A reportagem é de Rosalba Castelletti, publicada por “la Repubblica”, 28-02-2024. A tradução é de Luisa Rabolini.
Ativista incansável e indomável, Orlov escolheu ficar na Rússia e continuar a protestar mesmo depois do 24 de fevereiro, há dois anos, apesar de saber que mais cedo ou mais tarde isso lhe custaria a prisão. “Claro que estou com medo. Mas o que posso fazer?”, confessou-nos há um ano depois que o acusaram de “desacreditar as forças armadas” por ter traduzido para o russo no seu perfil Facebook o texto Eles queriam o fascismo, que havia escrito para o jornal francês Mediapart.
Aquele primeiro processo terminou em outubro passado com uma multa de 150 mil rublos, 1.500 euros.
Uma pena demasiado branda na Rússia de Vladimir Putin e da Operação Militar Especial. Processo a ser refeito, decidiu o Ministério Público, porque faltava a circunstância agravante: o ódio político e ideológico.
Três audiências foram suficientes para chegar à condenação e a primeira foi realizada em 16 de fevereiro, dia da morte na prisão do opositor Alexei Navalny.

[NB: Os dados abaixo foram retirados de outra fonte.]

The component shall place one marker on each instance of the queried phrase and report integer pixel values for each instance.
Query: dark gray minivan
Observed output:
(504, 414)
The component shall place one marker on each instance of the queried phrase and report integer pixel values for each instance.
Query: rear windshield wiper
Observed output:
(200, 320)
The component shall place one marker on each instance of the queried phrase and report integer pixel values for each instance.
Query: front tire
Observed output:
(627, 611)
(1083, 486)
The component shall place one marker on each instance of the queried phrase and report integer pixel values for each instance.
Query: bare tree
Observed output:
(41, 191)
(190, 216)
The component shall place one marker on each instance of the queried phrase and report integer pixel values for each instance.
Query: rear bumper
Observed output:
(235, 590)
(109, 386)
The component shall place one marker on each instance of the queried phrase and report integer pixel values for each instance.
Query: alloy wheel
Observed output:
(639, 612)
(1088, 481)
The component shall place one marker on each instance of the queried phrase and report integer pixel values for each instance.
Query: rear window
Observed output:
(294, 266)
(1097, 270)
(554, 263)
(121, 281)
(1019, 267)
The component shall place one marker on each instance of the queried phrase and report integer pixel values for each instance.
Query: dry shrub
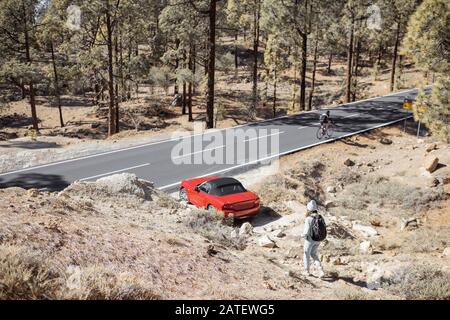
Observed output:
(25, 275)
(213, 226)
(301, 183)
(421, 282)
(351, 294)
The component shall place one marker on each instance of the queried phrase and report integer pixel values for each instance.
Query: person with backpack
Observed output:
(314, 232)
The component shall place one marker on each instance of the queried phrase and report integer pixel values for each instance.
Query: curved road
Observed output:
(154, 161)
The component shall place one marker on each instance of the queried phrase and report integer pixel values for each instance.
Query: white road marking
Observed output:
(290, 151)
(218, 147)
(116, 171)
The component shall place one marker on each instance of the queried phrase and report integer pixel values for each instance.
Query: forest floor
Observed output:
(84, 243)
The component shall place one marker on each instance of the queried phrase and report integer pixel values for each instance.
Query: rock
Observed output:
(430, 163)
(409, 222)
(446, 252)
(278, 234)
(266, 242)
(434, 182)
(331, 189)
(385, 140)
(33, 192)
(431, 147)
(349, 162)
(366, 247)
(245, 229)
(124, 184)
(365, 230)
(375, 221)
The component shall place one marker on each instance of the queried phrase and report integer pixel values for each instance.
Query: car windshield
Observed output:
(228, 189)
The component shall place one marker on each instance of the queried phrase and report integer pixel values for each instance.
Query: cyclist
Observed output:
(325, 120)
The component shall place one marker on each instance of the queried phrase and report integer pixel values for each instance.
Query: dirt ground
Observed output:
(120, 238)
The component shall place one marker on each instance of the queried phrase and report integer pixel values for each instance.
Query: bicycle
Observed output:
(325, 131)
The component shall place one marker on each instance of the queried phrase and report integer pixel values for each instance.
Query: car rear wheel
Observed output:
(183, 195)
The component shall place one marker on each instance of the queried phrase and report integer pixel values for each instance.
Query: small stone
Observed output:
(245, 229)
(330, 204)
(278, 234)
(430, 164)
(446, 252)
(431, 147)
(349, 162)
(266, 242)
(375, 221)
(366, 231)
(33, 193)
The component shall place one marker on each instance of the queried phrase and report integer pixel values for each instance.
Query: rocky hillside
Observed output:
(385, 198)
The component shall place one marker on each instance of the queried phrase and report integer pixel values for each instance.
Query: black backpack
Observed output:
(318, 231)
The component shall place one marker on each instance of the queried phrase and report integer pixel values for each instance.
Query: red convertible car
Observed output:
(227, 195)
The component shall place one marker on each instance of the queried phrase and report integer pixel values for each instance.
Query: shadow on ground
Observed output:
(49, 182)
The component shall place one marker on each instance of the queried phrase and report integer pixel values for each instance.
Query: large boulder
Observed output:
(430, 164)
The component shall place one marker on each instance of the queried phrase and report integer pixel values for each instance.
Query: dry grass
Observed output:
(300, 183)
(213, 226)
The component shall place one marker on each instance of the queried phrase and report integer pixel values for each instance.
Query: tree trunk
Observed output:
(111, 114)
(349, 63)
(394, 56)
(313, 82)
(28, 57)
(256, 15)
(211, 65)
(57, 95)
(303, 72)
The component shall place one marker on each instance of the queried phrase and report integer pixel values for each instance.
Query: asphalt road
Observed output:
(154, 161)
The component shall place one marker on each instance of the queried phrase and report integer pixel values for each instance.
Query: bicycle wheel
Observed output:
(330, 131)
(320, 133)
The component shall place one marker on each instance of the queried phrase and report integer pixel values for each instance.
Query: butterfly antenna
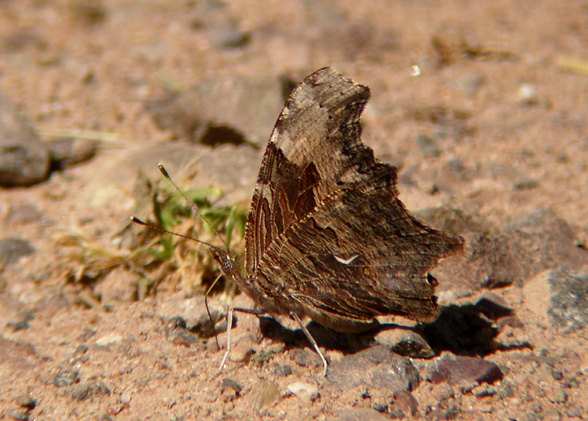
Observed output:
(192, 204)
(158, 228)
(208, 309)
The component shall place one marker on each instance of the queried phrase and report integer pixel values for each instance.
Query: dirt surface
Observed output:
(474, 102)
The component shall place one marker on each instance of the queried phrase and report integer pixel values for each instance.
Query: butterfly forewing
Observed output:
(327, 236)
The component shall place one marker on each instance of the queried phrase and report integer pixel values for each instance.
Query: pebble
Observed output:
(66, 378)
(26, 401)
(527, 94)
(24, 159)
(406, 403)
(375, 367)
(405, 342)
(306, 392)
(265, 394)
(13, 248)
(111, 338)
(466, 371)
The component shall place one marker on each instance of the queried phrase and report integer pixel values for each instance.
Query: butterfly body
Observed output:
(327, 237)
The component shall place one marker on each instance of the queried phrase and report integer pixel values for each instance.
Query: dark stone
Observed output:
(455, 370)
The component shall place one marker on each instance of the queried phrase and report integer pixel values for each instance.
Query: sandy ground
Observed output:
(475, 102)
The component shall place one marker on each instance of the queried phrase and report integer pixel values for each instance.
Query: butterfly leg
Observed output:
(256, 312)
(313, 342)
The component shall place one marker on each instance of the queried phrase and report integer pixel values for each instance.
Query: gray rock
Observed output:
(265, 394)
(405, 342)
(221, 110)
(24, 159)
(375, 367)
(360, 414)
(12, 249)
(561, 296)
(533, 242)
(306, 392)
(66, 152)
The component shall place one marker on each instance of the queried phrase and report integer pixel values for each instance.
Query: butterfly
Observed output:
(327, 238)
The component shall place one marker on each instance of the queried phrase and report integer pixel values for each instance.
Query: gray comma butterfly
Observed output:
(327, 237)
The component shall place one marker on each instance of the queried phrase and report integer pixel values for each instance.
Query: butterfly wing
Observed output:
(327, 236)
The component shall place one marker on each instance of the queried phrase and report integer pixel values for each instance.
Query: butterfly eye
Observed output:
(432, 280)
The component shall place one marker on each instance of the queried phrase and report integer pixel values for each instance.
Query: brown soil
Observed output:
(487, 81)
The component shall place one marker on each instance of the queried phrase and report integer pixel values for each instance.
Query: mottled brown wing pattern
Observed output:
(327, 236)
(302, 162)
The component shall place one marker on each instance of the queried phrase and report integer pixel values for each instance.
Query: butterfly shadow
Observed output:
(468, 330)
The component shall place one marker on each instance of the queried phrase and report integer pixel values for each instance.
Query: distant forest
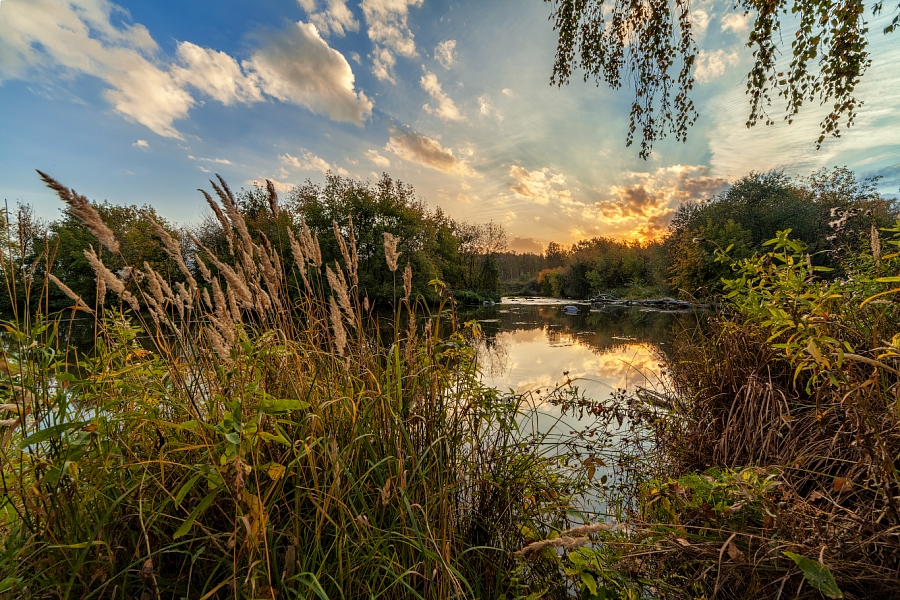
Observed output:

Se um ano atrás Orlov tinha usado o tribunal como arena política, dessa vez renunciou participar do processo-farsa. Ele não interveio, não interrogou as testemunhas de acusação, nem convocou nenhuma em sua defesa. No início do mês, ganhou o infame rótulo de “agente estrangeiro” e não queria arrastar mais ninguém sob o rolo compressor da repressão.

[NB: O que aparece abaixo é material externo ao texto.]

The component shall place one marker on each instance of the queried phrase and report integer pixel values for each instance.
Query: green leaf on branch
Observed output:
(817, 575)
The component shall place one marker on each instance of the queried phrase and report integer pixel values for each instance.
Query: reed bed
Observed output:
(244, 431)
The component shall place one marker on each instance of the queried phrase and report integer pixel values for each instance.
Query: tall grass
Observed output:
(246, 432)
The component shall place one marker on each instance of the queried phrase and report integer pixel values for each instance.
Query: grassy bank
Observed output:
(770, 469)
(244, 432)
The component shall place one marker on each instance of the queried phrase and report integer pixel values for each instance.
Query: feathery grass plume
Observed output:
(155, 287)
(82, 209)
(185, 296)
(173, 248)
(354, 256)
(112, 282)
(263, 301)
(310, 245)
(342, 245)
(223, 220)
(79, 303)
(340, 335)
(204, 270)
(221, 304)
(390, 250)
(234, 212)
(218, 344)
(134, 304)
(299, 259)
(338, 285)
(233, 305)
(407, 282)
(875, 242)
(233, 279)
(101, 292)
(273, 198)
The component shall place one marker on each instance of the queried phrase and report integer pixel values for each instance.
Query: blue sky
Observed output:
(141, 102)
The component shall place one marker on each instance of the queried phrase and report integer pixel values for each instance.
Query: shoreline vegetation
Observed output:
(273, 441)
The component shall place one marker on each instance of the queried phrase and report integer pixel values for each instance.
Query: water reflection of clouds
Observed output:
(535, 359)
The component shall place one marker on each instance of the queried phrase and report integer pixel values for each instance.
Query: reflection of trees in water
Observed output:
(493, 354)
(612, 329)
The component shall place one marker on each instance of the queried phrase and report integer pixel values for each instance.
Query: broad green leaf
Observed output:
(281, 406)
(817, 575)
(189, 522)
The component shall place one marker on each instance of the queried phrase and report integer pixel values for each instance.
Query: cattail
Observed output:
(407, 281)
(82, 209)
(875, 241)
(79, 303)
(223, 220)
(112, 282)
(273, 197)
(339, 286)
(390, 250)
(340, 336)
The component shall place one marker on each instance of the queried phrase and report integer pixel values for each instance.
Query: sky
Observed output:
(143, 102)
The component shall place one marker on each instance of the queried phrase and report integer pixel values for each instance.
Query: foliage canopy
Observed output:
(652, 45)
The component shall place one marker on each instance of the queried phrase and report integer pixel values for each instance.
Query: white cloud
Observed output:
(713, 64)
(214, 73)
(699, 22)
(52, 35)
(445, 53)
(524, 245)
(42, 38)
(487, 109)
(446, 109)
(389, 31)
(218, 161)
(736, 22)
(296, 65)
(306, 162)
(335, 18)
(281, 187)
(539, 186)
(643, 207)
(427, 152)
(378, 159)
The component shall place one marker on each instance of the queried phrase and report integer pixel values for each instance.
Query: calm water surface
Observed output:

Na sala do tribunal começou a reler O Processo e na sua "última palavra", o discurso reservado aos acusados no final do processo, citou o “herói” de Franz Kafka que não sabe do que é acusado, mas, apesar disso, é condenado e executado. “Na Rússia, a acusação nos é formalmente anunciada, mas é impossível compreendê-la no quadro da lei e da lógica. No entanto, entendemos por que somos detidos, julgados, presos, condenados, mortos. Somos punidos por nos permitir criticar as autoridades. Na Rússia de hoje é absolutamente proibido”. “Sou um gato a quem cortaram o rabo, um pedaço de cada vez. É extenuante. Mas não me arrependo de ter ficado", havia dito depois do adiamento inesperado da sentença. "Arrepender-se seria negar toda a minha vida”. Ontem, quando chegou, agradeceu como sempre os presentes pelo apoio, apertou mãos, retribuiu abraços e, depois de fumar alguns cigarros como um homem livre, entrou carregando consigo uma sacola. Algumas roupas e alguns livros. Orwell, Faulkner... Tenso, mas pronto para uma ironia. "Por que estamos aqui sem fazer nada?" perguntou antes do juiz chegar dando início à canção dos Ddt Rodina, vernis domo j, “Pátria, volte para casa”, e cantando a letra “Não enlouqueça. Esta não é a tua guerra”.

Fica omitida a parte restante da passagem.